Una domenica pomeriggio da far west dietro il portone del carcere San Domenico. Una vera e propria rissa per una manciata di sigarette. A rimetterci uno degli agenti che per separare alcuni detenuti, è stato ferito ed ha dovuto ricorrere alle cure del personale del pronto soccorso. Il secondo episodio in un mese, come dichiarato dalla FpCgil. In regime di costrizione anche una scatoletta di tonno, un mazzo di carte o due sigarette diventano un bene di lusso per il quale basta una risposta sbagliata per far scatenare l’ira dei detenuti. Domenica un detenuto straniero è stato scoperto dagli altri ristretti a rubare nelle celle e ha rischiato il linciaggio dai compagni di detenzione.

A darne notizia è il Sindacato autonomo di polizia penitenziaria. Maurizio Somma, segretario nazionale per il Lazio, spiega: «Domenica al secondo piano della II sezione detentiva del San DOmenico, alcuni detenuti hanno scoperto un altro ristretto, che entrava nelle celle con il chiaro intento di appropriarsi indebitamente di oggetti altrui.
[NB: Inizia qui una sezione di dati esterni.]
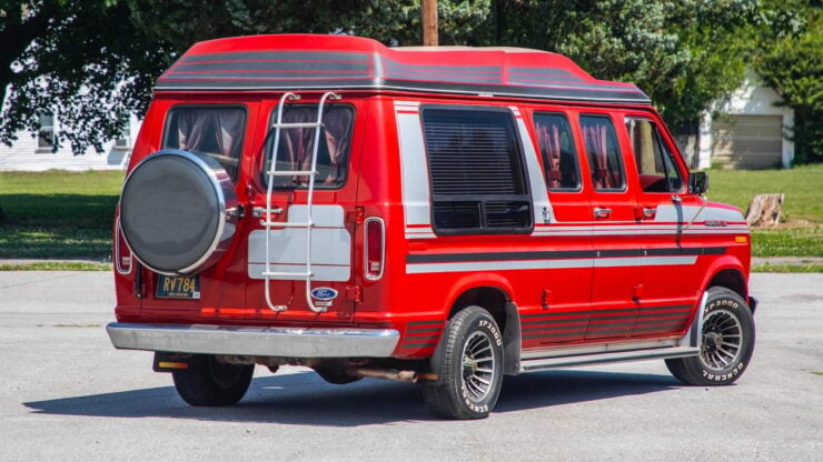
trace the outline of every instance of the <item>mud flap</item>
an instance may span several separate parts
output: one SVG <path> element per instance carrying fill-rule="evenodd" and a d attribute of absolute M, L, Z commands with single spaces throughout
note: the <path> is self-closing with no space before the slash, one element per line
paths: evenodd
<path fill-rule="evenodd" d="M 520 313 L 517 305 L 506 303 L 506 330 L 503 332 L 503 373 L 517 375 L 520 372 Z"/>

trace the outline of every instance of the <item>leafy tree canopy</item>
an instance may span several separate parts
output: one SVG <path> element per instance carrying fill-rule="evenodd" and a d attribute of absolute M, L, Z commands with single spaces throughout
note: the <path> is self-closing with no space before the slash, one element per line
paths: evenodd
<path fill-rule="evenodd" d="M 129 18 L 112 0 L 0 0 L 0 141 L 53 113 L 56 149 L 102 150 L 130 112 L 143 112 L 172 50 Z"/>

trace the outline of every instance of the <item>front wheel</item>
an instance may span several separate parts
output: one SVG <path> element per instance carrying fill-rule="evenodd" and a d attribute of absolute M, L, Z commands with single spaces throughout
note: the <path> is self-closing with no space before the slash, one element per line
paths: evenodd
<path fill-rule="evenodd" d="M 727 385 L 748 366 L 754 352 L 754 317 L 734 291 L 708 289 L 703 342 L 697 356 L 666 360 L 666 366 L 690 385 Z"/>
<path fill-rule="evenodd" d="M 228 364 L 210 354 L 197 354 L 187 369 L 171 373 L 175 389 L 195 406 L 236 404 L 246 394 L 255 372 L 254 364 Z"/>
<path fill-rule="evenodd" d="M 468 307 L 448 321 L 440 339 L 437 382 L 423 395 L 445 419 L 482 419 L 497 403 L 503 382 L 503 334 L 488 311 Z"/>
Scoperto, è stato accerchiato ed avrebbe rischiato il linciaggio se non fosse stato presente sul piano per il giro di controllo un poliziotto penitenziario, che è poi rimasto ferito perché colpito ad una gamba da un colpo inferto con uno sgabello».

Donato Capece, segretario generale del sindacato, punta il dito contro il sistema della “vigilanza dinamica” e del regime detentivo aperto, che consente ai detenuti di stare molte ore al giorno fuori dalle celle: «Questi sono i frutti di una sorveglianza ridotta in conseguenza della cervellotica vigilanza dinamica, dell’autogestione delle carceri o della sottoscrizione di ridicoli ‘patti di responsabilità’ da parte dei detenuti che sembrano essere l’unica risposta sterile dei vertici del Dipartimento d’amministrazione penitenziaria all’emergenza e che rispondono alla solita logica che “scarica” sui livelli più bassi di governance tutte le responsabilità. Il Sappe da subito propose che i vari progetti sui circuiti penitenziari venissero ratificati dai vertici del Dipartimento, dal direttore del carcere e dalla competente magistratura realizzando un “patto di responsabilità”. Negli ultimi dieci anni c’è stata un’impennata dei detenuti stranieri nelle carceri italiane, tra cui anche il San Domenico che da una percentuale media del 15% negli anni ‘90 sono passati oggi ad essere oltre 18.570. Le espulsioni di detenuti stranieri dall’Italia sono state fino ad oggi assai contenute, oserei dire impercettibili. E credo si debba iniziare a ragionare di riaprire le carceri dismesse, come l’Asinara e Pianosa, dove contenere quei ristretti che si rendono protagonisti di gravi eventi critici durante la detenzione».